ADANA BÖLGE ADLİYE MAHKEMESİ’NE
GÖNDERİLMEK ÜZERE
ADANA İŞ MAHKEMESİ’NE
DOSYA NO :
İSTİNAFA CEVAP VEREN DAVACI :
VEKİLİ :
İSTİNAF EDEN DAVALI :
VEKİLİ :
TALEBİN KONUSU : Davalı tarafın istinaf dilekçesine karşı cevaplarımızdan ibarettir.
KARAR ÖZETİ : X iş mahkemesi X tarihinde X sayılı kararıyla; müvekkilin işe iadesine, yasal süre içerisinde yapılan başvuruya rağmen davalı işverence işe başlatılmaması halinde 4 aylık ücret tutarında tazminat ödenmesine, 4857 sayılı kanun gereği 4 aylık ücret ve diğer haklarının davacı/müvekkile verilmesine karar verilmiştir.

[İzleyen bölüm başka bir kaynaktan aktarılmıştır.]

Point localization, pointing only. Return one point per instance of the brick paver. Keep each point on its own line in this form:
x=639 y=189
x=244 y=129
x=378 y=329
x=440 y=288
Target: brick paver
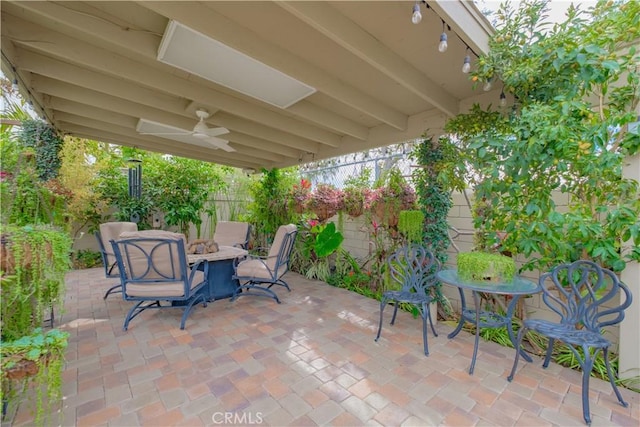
x=311 y=360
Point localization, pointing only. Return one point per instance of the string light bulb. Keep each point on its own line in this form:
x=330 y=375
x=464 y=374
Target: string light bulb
x=416 y=17
x=443 y=45
x=466 y=65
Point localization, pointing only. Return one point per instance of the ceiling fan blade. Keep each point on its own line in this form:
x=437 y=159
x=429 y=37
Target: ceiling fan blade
x=220 y=143
x=217 y=131
x=165 y=133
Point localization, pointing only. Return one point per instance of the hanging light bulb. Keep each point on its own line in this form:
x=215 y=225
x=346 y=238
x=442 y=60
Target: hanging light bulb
x=466 y=65
x=443 y=45
x=416 y=17
x=503 y=99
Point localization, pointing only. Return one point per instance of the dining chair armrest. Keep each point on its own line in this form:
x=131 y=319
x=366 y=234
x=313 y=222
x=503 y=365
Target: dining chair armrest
x=195 y=266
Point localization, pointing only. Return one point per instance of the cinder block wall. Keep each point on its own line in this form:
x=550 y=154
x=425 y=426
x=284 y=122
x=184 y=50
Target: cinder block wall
x=357 y=243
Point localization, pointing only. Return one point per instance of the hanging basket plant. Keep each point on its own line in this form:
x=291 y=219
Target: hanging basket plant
x=357 y=200
x=38 y=256
x=393 y=196
x=411 y=225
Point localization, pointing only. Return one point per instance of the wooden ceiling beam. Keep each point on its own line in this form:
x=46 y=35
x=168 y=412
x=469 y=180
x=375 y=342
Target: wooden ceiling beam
x=74 y=51
x=205 y=20
x=328 y=21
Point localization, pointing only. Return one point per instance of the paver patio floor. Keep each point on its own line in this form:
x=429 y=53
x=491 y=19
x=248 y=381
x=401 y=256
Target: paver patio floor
x=311 y=360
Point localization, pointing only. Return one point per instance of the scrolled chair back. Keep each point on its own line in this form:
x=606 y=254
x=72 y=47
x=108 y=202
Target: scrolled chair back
x=413 y=267
x=584 y=294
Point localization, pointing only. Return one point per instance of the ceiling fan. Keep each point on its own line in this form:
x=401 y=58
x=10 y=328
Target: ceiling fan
x=200 y=131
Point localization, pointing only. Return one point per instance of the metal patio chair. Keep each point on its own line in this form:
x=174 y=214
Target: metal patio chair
x=153 y=268
x=414 y=268
x=110 y=231
x=586 y=298
x=256 y=275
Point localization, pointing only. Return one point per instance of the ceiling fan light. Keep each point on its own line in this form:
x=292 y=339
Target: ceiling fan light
x=200 y=128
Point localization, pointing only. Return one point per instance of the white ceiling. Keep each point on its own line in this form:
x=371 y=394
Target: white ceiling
x=367 y=76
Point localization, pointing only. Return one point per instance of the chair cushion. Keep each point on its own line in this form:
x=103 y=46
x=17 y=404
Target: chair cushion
x=165 y=289
x=231 y=233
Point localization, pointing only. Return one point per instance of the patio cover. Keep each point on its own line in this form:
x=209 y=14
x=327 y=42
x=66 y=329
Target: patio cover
x=305 y=80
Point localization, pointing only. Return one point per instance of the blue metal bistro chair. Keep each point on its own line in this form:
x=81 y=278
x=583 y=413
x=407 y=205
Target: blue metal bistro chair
x=256 y=275
x=153 y=267
x=413 y=268
x=586 y=297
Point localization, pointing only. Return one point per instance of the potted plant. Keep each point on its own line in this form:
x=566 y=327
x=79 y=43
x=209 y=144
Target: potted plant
x=325 y=201
x=36 y=359
x=319 y=243
x=411 y=225
x=357 y=200
x=34 y=257
x=357 y=194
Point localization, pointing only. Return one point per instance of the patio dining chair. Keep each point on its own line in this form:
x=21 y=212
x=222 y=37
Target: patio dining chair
x=586 y=299
x=109 y=231
x=256 y=275
x=232 y=233
x=153 y=268
x=412 y=268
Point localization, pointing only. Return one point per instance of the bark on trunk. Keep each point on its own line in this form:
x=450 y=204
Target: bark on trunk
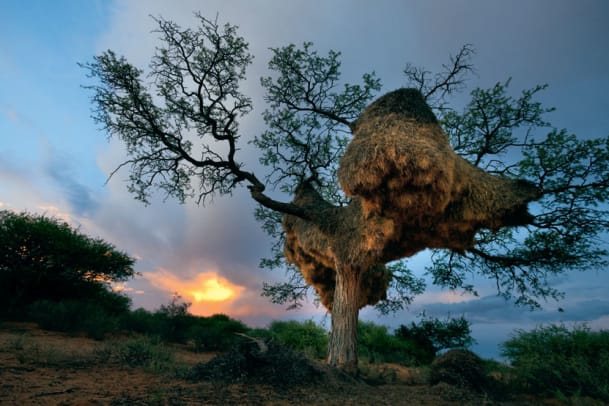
x=342 y=348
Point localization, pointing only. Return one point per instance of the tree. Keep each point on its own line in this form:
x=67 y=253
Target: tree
x=42 y=258
x=431 y=335
x=372 y=183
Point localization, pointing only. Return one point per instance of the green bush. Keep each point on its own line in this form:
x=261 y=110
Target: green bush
x=377 y=345
x=215 y=333
x=96 y=317
x=46 y=259
x=431 y=335
x=306 y=337
x=461 y=368
x=556 y=360
x=142 y=352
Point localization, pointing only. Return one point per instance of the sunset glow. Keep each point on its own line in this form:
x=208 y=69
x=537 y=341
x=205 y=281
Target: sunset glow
x=208 y=292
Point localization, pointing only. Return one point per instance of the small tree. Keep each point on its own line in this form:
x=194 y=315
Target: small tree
x=42 y=258
x=372 y=183
x=431 y=335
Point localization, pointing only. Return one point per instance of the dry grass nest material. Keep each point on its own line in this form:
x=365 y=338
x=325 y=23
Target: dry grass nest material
x=409 y=190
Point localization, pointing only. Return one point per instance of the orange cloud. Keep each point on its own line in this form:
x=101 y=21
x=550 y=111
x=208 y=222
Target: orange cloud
x=208 y=292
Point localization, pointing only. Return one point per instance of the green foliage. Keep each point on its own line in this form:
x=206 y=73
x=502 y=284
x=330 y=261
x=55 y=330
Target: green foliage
x=142 y=352
x=377 y=345
x=461 y=368
x=216 y=333
x=432 y=335
x=42 y=258
x=173 y=323
x=556 y=360
x=97 y=316
x=190 y=91
x=306 y=336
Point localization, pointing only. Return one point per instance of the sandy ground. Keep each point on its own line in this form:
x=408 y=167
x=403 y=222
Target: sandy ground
x=47 y=368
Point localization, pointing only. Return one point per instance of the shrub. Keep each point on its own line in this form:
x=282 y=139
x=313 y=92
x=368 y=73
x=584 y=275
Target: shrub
x=46 y=259
x=432 y=335
x=461 y=368
x=556 y=360
x=96 y=316
x=140 y=352
x=377 y=345
x=306 y=337
x=74 y=316
x=215 y=333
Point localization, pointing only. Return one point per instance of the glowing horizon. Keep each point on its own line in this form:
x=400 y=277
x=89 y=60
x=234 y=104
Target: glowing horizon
x=208 y=291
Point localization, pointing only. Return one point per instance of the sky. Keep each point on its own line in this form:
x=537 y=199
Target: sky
x=55 y=160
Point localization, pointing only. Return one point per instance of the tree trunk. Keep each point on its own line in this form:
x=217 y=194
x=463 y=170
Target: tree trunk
x=342 y=348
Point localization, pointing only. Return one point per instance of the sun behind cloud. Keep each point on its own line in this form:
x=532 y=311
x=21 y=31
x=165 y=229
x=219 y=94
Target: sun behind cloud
x=212 y=289
x=209 y=292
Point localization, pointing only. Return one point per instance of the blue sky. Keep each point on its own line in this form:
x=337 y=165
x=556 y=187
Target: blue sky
x=54 y=160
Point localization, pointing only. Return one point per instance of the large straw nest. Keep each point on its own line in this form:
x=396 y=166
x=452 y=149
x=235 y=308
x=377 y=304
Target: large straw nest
x=410 y=191
x=338 y=235
x=401 y=165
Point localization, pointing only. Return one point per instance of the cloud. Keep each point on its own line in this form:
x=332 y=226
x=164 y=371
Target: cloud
x=79 y=196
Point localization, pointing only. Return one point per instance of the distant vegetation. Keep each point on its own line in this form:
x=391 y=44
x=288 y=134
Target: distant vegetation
x=44 y=260
x=58 y=278
x=562 y=362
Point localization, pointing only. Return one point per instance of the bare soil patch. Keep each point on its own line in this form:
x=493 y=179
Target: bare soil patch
x=46 y=368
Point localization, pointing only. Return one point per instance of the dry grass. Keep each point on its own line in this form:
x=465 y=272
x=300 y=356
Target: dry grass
x=76 y=376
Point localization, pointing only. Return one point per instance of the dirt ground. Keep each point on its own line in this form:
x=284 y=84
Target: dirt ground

İSTİNAF DİLEKÇESİNE CEVAPLARIMIZ:
1-) Müvekkil/davacı, davalıya ait iş yerinde 19/11/2018 tarihinden 03/02/2020 tarihine kadar güvenlik görevlisi olarak çalışmıştır. En son aylık maaşı 2.575 TL’dir. İlaveten yemek giderleri işverence karşılanmıştır.
Davalı işveren işten çıkış nedeni olarak da belirsiz süreli iş sözleşmesinin, işveren tarafından haklı sebep bildirilmeden feshini yani 4 çıkış kodunu göstermektedir.
Fesih bildiriminin yapıldığı tarihte 4857 sayılı İş kanunu 18. Maddesi uyarınca, müvekkilin iş güvencesi hükümlerinden yararlanabilmesi için gerekli olan; iş yerinde 30 ve daha fazla işçi çalıştırılması, işçinin en az altı aylık kıdemi olması, belirsiz süreli iş sözleşmesi ile çalışıyor olması, feshin geçerli bir sebebe dayandırılmaması, işçinin işveren vekili durumunda olmaması şartları görülmekte olan davada sağlanmaktadır.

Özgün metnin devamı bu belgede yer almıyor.